Here's the question you clicked on:
mlddmlnog
CALCULUS.
|dw:1358986487783:dw|
so you need to find the antiderivative correct?
hmm are u guys doing Integration rite now? haha xD
cause im taking Calculus atm :)
oh, no our exam is tom.. so i'm doing the review sheet and I have no idea how to do this... :/
@UnkleRhaukus help? :'(
hm sorry it looked easy for a minute but idk what to do with the |x|
Hmmmm I'm not familiar with seeing absolutes in integrals either. I think this is how we would deal with it though. Think about the function \(y=|x|\). It's a V-shape, formed by 2 lines, \(y=-x\) when \(x \lt0\) and \(y=x\) when \(x \gt0\). So I think we can replace the abs(x) with -x when our integral is dealing with values of x which are less than 0. And then also replace abs(x) with +x when we're dealing with positive values of x. Let's start by splitting up the integral.\[\large \int\limits_{-1}^3 \frac{|x|}{x}dx \qquad \rightarrow \qquad \int\limits_{-1}^0 \frac{|x|}{x}dx+\int\limits_{0}^3 \frac{|x|}{x}dx\]
Notice that we're dealing with NEGATIVE x's in the boundaries of the first integral, and POSITIVE x's in the boundaries of the second. \[\large \int\limits\limits_{-1}^0 \frac{-x}{x}dx+\int\limits\limits_{0}^3 \frac{x}{x}dx\]

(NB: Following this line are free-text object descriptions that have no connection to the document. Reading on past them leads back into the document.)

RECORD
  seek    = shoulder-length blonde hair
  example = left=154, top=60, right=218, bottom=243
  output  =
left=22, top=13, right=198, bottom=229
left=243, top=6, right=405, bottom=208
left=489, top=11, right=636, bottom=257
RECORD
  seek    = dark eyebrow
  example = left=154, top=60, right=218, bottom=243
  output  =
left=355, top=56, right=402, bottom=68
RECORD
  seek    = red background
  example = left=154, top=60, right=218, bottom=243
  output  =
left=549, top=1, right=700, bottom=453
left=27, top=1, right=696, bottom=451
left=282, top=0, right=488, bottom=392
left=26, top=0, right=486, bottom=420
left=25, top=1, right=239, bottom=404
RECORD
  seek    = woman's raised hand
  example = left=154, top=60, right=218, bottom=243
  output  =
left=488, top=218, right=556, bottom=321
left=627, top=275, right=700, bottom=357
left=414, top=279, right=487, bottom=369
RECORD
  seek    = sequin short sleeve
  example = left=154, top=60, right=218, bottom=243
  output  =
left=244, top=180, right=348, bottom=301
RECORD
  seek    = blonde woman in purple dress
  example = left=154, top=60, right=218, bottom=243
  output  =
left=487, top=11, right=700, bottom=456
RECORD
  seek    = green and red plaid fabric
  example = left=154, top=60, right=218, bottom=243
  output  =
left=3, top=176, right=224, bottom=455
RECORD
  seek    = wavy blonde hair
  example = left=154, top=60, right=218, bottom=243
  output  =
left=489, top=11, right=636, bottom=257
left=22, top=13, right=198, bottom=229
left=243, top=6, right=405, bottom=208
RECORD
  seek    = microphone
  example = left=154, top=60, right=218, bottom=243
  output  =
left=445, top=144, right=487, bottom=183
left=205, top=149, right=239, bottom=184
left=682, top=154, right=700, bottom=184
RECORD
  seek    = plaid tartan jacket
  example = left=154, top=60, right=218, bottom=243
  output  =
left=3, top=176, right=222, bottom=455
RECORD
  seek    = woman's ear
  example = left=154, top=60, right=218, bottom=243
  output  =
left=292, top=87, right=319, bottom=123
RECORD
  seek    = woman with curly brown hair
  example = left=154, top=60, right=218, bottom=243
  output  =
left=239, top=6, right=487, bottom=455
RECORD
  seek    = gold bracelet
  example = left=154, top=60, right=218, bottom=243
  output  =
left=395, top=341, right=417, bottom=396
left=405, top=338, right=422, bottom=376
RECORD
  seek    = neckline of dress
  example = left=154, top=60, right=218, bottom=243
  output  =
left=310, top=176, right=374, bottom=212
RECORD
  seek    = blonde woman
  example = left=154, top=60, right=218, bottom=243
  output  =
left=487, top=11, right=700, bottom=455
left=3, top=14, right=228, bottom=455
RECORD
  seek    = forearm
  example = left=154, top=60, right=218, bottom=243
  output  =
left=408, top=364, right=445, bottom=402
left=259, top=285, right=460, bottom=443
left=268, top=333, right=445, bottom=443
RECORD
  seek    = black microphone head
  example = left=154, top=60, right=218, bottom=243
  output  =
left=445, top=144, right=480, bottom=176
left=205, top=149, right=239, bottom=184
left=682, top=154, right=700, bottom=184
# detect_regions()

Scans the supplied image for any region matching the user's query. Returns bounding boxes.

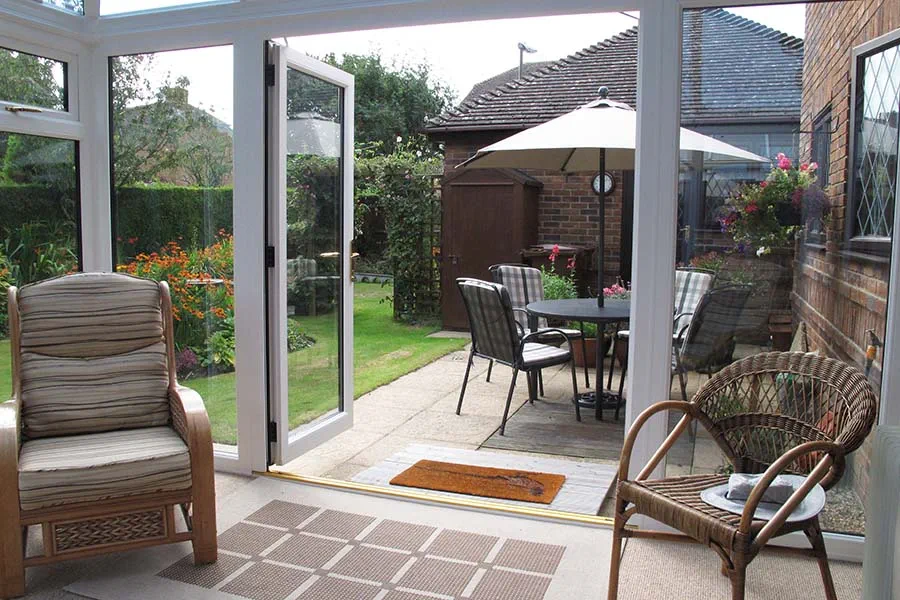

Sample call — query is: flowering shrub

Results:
[719,155,824,254]
[541,244,578,300]
[686,251,725,273]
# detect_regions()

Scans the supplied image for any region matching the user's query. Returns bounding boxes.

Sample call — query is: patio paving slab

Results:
[277,429,385,476]
[352,403,421,434]
[347,433,479,468]
[356,386,453,412]
[392,410,502,445]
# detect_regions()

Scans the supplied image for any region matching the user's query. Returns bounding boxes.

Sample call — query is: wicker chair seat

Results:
[618,474,768,552]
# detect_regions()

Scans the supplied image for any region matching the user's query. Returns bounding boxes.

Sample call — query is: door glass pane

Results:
[664,3,892,537]
[33,0,84,15]
[109,46,237,448]
[0,47,67,111]
[284,67,344,433]
[0,133,80,396]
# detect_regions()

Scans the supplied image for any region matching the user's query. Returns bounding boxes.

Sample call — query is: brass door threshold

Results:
[260,469,615,527]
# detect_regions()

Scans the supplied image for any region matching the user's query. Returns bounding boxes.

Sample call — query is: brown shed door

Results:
[441,181,517,329]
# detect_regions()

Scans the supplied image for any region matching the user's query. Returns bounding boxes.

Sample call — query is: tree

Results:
[320,53,454,152]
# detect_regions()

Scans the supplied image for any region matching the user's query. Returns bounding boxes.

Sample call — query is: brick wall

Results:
[797,0,900,505]
[442,132,626,286]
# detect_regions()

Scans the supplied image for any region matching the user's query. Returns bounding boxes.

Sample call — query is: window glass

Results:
[33,0,84,15]
[662,4,893,539]
[851,39,899,240]
[0,133,81,395]
[101,0,231,15]
[110,46,236,447]
[0,47,67,111]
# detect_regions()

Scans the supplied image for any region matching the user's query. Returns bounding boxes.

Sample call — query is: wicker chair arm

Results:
[740,440,844,544]
[619,400,702,481]
[168,385,213,452]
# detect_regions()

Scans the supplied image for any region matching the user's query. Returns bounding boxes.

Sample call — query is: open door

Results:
[267,43,355,466]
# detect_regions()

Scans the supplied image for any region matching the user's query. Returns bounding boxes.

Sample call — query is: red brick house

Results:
[796,1,899,507]
[427,8,804,327]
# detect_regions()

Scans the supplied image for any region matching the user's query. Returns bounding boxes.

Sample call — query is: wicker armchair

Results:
[608,352,877,600]
[0,273,217,599]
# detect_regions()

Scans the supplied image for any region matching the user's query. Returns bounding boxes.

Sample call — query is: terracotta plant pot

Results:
[573,336,612,368]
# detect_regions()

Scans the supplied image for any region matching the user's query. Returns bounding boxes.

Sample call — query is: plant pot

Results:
[573,336,612,368]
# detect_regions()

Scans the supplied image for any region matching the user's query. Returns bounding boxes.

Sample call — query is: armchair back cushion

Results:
[14,273,171,440]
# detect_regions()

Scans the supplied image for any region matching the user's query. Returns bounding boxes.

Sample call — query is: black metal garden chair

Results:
[456,278,580,435]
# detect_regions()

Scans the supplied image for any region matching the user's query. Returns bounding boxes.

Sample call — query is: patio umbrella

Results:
[457,87,770,306]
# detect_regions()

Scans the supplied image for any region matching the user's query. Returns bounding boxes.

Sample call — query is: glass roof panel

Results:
[32,0,84,15]
[100,0,232,16]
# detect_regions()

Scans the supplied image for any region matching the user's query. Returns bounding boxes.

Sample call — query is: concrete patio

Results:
[276,343,723,513]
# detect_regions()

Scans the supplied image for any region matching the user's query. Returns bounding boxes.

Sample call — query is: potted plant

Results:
[719,155,823,256]
[572,280,630,368]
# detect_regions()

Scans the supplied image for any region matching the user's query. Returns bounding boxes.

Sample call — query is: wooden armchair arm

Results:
[0,398,23,599]
[169,385,213,451]
[0,397,20,483]
[619,400,703,481]
[741,440,843,546]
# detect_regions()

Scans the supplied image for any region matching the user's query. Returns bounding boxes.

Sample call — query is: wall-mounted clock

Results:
[592,171,615,195]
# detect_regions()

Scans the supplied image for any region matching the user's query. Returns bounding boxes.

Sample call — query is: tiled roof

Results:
[461,61,556,105]
[426,9,803,133]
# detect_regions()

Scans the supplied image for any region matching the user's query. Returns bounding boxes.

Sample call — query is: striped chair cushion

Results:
[521,342,570,368]
[18,426,191,512]
[20,342,171,439]
[492,265,549,329]
[17,272,165,358]
[16,273,171,439]
[458,279,520,365]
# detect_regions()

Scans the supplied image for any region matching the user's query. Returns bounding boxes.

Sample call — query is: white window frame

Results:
[5,0,894,560]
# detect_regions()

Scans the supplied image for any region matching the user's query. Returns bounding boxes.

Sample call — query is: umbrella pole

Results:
[597,149,605,308]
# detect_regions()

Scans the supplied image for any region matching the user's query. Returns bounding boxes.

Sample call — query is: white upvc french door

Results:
[267,43,355,466]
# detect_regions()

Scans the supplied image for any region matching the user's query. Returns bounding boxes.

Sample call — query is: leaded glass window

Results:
[852,39,899,240]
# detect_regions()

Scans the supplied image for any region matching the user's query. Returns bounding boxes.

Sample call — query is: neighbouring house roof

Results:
[461,61,556,105]
[426,9,804,134]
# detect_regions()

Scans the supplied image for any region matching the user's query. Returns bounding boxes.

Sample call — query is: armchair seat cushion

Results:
[617,474,767,552]
[18,426,192,512]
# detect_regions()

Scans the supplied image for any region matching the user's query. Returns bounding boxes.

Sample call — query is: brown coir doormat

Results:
[389,459,566,504]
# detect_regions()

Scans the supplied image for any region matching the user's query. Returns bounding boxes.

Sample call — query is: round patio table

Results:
[526,298,630,420]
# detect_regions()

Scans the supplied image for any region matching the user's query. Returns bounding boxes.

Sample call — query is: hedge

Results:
[0,183,233,258]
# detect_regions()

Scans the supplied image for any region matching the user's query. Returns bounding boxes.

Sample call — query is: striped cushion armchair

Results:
[0,273,217,599]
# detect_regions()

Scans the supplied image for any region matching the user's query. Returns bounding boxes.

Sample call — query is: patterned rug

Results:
[158,499,565,600]
[65,477,606,600]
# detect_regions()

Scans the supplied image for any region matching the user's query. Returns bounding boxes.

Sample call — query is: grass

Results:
[0,283,468,445]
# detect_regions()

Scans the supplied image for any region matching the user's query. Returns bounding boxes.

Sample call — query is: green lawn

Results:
[0,283,467,445]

I think that's what you're suppose to do.... I'm not positive though :3
ah thank you zepdrix. haha even though i just gave up on this one. it's too confusing for me.. i will post the next quesiton though. exam's tom :( and open study has been acting really really slowww. i couldnt get on for like an hour.